Il 1° dicembre la Chiesa festeggia Sant’Eligio di Noyon. Eligio nacque vicino a Limoges, a Chatpelat, piccolo comune francese, nel 590 circa, da una famiglia di origini modeste. I suoi genitori, nonostante non fossero ricchi, gli diedero una buona istruzione, infatti il giovane venne preso come apprendista orafo da una personalità di spicco dell’epoca: l’orefice Abbone, che aveva anche l’onore di dirigere la zecca di Stato. Nella prestigiosa bottega del monetiere l’apprendista imparò in modo sorprendente, tanto che Clotario II, re franco della dinastia dei merovingi, lo nominò orafo di corte e gli diede l’incarico di dirigere la zecca di Marsiglia. Secondo la tradizione, il sovrano attribuì a Eligio questi incarichi non soltanto per la sua bravura ma anche per la sua buona fede e sincerità. Prova di tutto questo fu un episodio che capitò proprio a Clotario quando gli commissionò la realizzazione di un trono tutto d’oro. Il re gli mando il materiale necessario ed Eligio costruì due troni. Questo, ovviamente, impressionò positivamente Clotario che venne colpito dalla capacità tecnica ma, soprattutto, dall’onestà del Santo francese.

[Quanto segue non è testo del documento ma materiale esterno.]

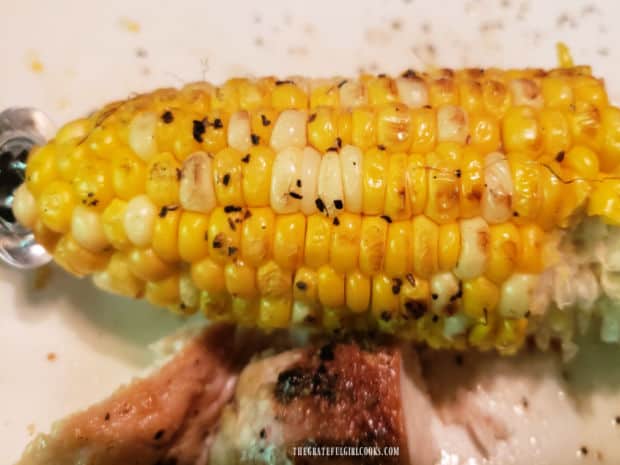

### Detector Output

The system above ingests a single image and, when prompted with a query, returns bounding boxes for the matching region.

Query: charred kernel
[405,300,426,320]
[192,120,207,143]
[161,110,174,124]
[159,205,179,218]
[319,344,335,362]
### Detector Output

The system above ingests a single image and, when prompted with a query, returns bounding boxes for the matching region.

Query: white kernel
[454,217,489,279]
[71,205,109,252]
[437,105,469,144]
[509,79,543,108]
[227,111,252,152]
[396,77,429,108]
[481,152,514,224]
[270,148,303,214]
[179,152,216,213]
[498,273,538,318]
[13,184,38,229]
[270,110,307,152]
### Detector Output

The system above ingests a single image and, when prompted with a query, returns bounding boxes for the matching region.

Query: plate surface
[0,0,620,463]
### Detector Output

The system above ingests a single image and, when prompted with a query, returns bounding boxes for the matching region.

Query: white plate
[0,0,620,463]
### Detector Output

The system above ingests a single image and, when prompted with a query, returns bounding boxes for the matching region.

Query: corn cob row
[14,62,620,351]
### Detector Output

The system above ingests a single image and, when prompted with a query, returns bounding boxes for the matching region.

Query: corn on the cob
[15,62,620,352]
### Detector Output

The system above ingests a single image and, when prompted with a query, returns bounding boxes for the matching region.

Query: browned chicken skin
[17,325,502,465]
[18,326,248,465]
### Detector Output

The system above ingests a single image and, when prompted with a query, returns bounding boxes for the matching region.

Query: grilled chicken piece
[18,326,620,465]
[209,342,426,465]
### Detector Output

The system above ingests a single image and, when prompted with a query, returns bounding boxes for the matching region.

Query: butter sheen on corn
[14,66,620,352]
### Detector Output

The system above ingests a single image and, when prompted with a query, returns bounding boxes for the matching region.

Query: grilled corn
[14,62,620,352]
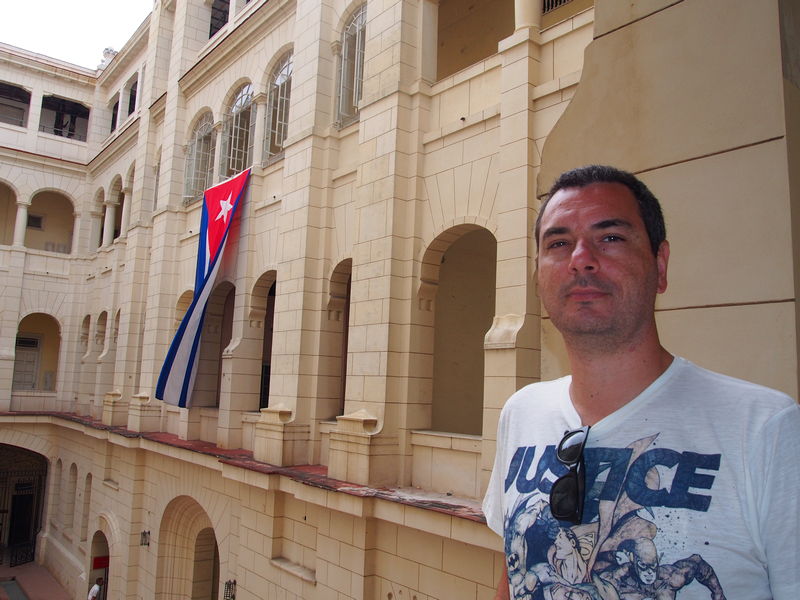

Con il successore di Clotario, Dagoberto I, l’ascesa di Eligio continuò. Fu chiamato alla sua corte e divenne prima monetiere e dopo tesoriere e intraprese anche una nuova carriera, quella di ambasciatore. Riuscì a risolvere alcune questioni diplomatiche alquanto delicate, come ristabilire la pace tra i Franchi e i Bretoni, persuadendo il re Giudicaele (che, in seguito, fu proclamato santo dalla Chiesa Cattolica) a diventare vassallo di Dagoberto. Il regno del sovrano merovingio fu uno dei più potenti di quegli anni e stando alla sua corte Sant’Eligio entrò in contatto con moltissimi personaggi importanti e influenti che, grazie alla loro collaborazione, permisero al regno di prosperare. Inoltre, alcuni di questi furono canonizzati dalla Chiesa Cattolica, come il vescovo San Desiderio di Chaors e il vescovo Audoeno di Rouen.
Come abbiamo detto precedentemente, Clotario II, rimase molto colpito dall’onestà di Eligio, che si accompagnava anche a una grande bontà d’animo, che lo portò a compiere opere di carità. Si dedicò a sostenere economicamente i più poveri e i malati e a pagare i riscatti dei prigionieri di guerra affinché venissero liberati. Finanziò la costruzione di diverse chiese e di numerosi monasteri sia femminili che maschili, tra questi ricordiamo nel 632 il convento del piccolo paese di Solignac che affidò all’abate Remaclo (anch’egli divenne successivamente santo) che aveva conosciuto alla corte di Dagoberto. La vita di corte, però, probabilmente non faceva per Eligio che, infatti, alla morte del sovrano si ritirò e scelse la vita religiosa e dopo due anni, nel maggio del 641, venne consacrato vescovo di Noyon Tournai.
Passò il resto della sua esistenza a portare avanti l’opera di evangelizzazione delle terre della parte settentrionale della Gallia. Molti territori appartenenti alla sua diocesi, come le regioni della Mosa e della Scelda, nelle terre dei Frisoni, infatti erano ancora abitate da numerosi pagani. In questa difficile opera, però, Sant’Eligio non fu da solo ma si accompagnò ad altri vescovi: Audoeno di Rouen (che poi scrisse la sua biografia), Amand di Tongres, Sulpizio il Pio di Bourges. E proprio durante una di queste campagne, trovò la morte in terra olandese nel 660.
I resti di Sant’Eligio furono riportati a Noyon solo nel 1952. La sua figura è molto famosa in Germania, Francia ed Italia, dove il Santo è particolarmente venerato. Nel nostro Paese, per esempio, viene celebrato in Sicilia, a Sciara in provincia di Palermo, e in Campania, al Casale del Pozzo di Nocera Inferiore in provincia di Salerno. È il patrono di orafi, maniscalchi, fabbri, garagisti e di veterinari. Sant’Eligio ha un forte legame con i cavalli, infatti la leggenda vuole che sia stato capace di riattaccare una zampa a un cavallo e, ancora oggi, in alcune località francesi nel giorno della sua festa si benedicono i cavalli.
Concludiamo con una divertente leggenda che si racconta su Sant’Eligio: un giorno il diavolo si presentò a lui vestito da donna, ma egli con una tenaglia lo afferrò per il naso, beffandolo. L’episodio è rappresentato nel Duomo di Milano e nelle cattedrali francesi di Le Mans e Angers.